Emma gives Leon a rug, a gesture that causes gossip throughout the town. Leon does not know how to handle his feelings for Emma. Her very presence makes him indecisive. He cannot guess whether expressing himself would help or harm his case. Emma, on the other hand, is blissfully unaware of her own feelings for Leon.
In this chapter, Flaubert sets the stage for the relationship of Emma and Leon to progress. Leon is enamored with Emma, but does not know how to convey his feelings to her. He also worries about the consequences his relationship with Emma will have. Still, Leon cannot keep her off his mind and is constantly talking about her "charms and her wit." Monsieur Binet, who shares Leon's lodgings, is sick of Leon's constant references the young lady.
Emma also causes people to react to her. When she gives Leon a gift, it causes a minor scandal in Yonville, and people begin to wonder if she is Leon's mistress. In this nineteenth century society, a married woman must only seek fulfillment within the bounds of marriage; even a casual friendship with a man provokes a negative societal response. Ironically, at this point in the book, Emma is unaware of her own growing attachment to Leon.
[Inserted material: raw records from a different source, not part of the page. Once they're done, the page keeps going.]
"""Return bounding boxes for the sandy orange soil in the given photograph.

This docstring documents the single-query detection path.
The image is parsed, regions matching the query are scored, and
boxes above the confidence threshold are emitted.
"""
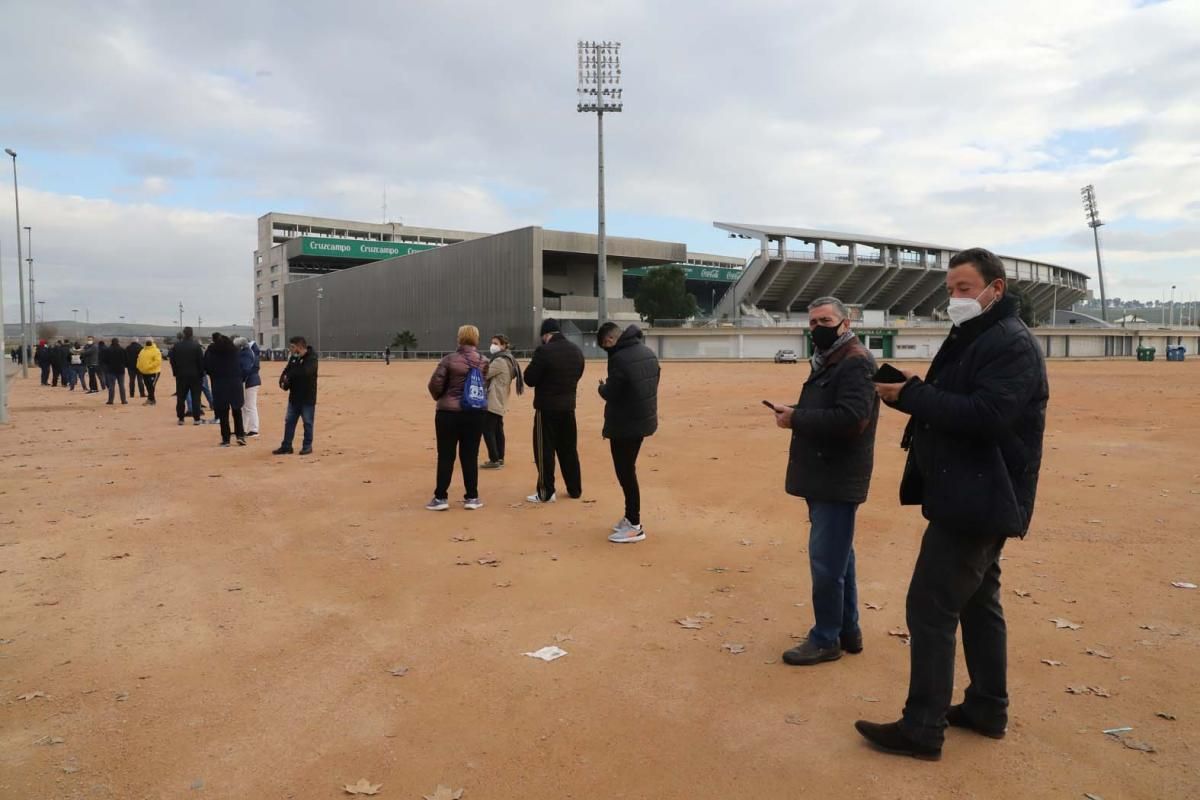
[0,360,1200,800]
For her, love "must come suddenly, with thunder and lightning, a hurricane from on high that swoops down into your life and turns it topsy-turvy, snatches away your will-power like a leaf, hurls you heart and soul into the abyss." Flaubert intentionally overdoes Emma's idealism in a satiric manner to drive home the point that it is futile to be as romantic as she is. It really becomes a plea on the author's part for rationalism and realism.
Homais' character is further developed in the chapter. He is seen performing his neighborly duties to perfection, calling on the Bovarys frequently and having appropriate conversations with both husband and wife. It becomes obvious, however, that Homais is a bore who enjoys showing off his knowledge to Charles and Emma. The Sunday evening gatherings that Homais hosts serve to bring Emma and Leon closer. Charles is not the jealous type, and he does not find anything wrong with the developing relationship between Emma and Leon. In fact, he accepts a birthday gift from Leon and considers the latter to be a kind young man.